The advice on a plane is to put on your own oxygen mask before helping your child. The same applies here. Working on your own stress levels, practising your own self-care and getting support from others is vital. You can’t fill someone else’s bath tub if yours is empty. Work on relaxation, doing things you enjoy, talking about how you feel, sleeping and eating well. This also sets a good example to your child of how to regulate their emotions.
In an ideal world it would be easy to create a connected, responsive relationship with your child. We know this isn’t always practical, particularly in the teenage years! Simple messages such as ‘I’m here to support you’, ‘You are important to me’, ‘Let’s try to work things out together’ can be really powerful. They may not always respond immediately but they will feel re-assured.
Act from a calm place. Whether it’s parent-parent or parent-child, trying to communicate when you’re angry, upset or anxious just isn’t going to work. Agree to take some time out then come back together.
Be open. Talking through issues as a family can be beneficial. Set aside time to talk through things that are worrying you but also focus on what you’ve done well. It’s important to understand individual thoughts and feelings. This can lead to effective solutions being found and a deeper understanding.

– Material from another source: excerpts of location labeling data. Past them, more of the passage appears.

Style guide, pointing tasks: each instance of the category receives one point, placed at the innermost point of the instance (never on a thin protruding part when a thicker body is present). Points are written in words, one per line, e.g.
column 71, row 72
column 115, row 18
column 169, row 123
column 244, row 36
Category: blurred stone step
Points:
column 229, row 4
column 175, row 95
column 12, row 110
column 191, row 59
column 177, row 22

If possible, plan for children and adults to spend time together one-on-one. And, plan some time apart, even if it’s just time alone in a different room or a walk by yourself. Take time to gather your thoughts and relax.
Talk about your frustrations with friends and family. This can also help with feelings of isolation and loneliness.
Here are some resources you may find useful:
Mental Health Foundation – Guidance for talking to someone about Mental Health
Side by Side – Connect with other people over shared experiences. This an online community where you can listen, share and be heard.
Family Lives – Supports all aspects of family life through all stages of a child’s development, issues with schools parenting/relationship support, family breakdown, aggression in the home, bullying, teenage risky behaviour and mental health concerns of both parents and their children.
Students Against Depression – information on depression, resources to tackle it and the opportunity to discuss it with other UK students.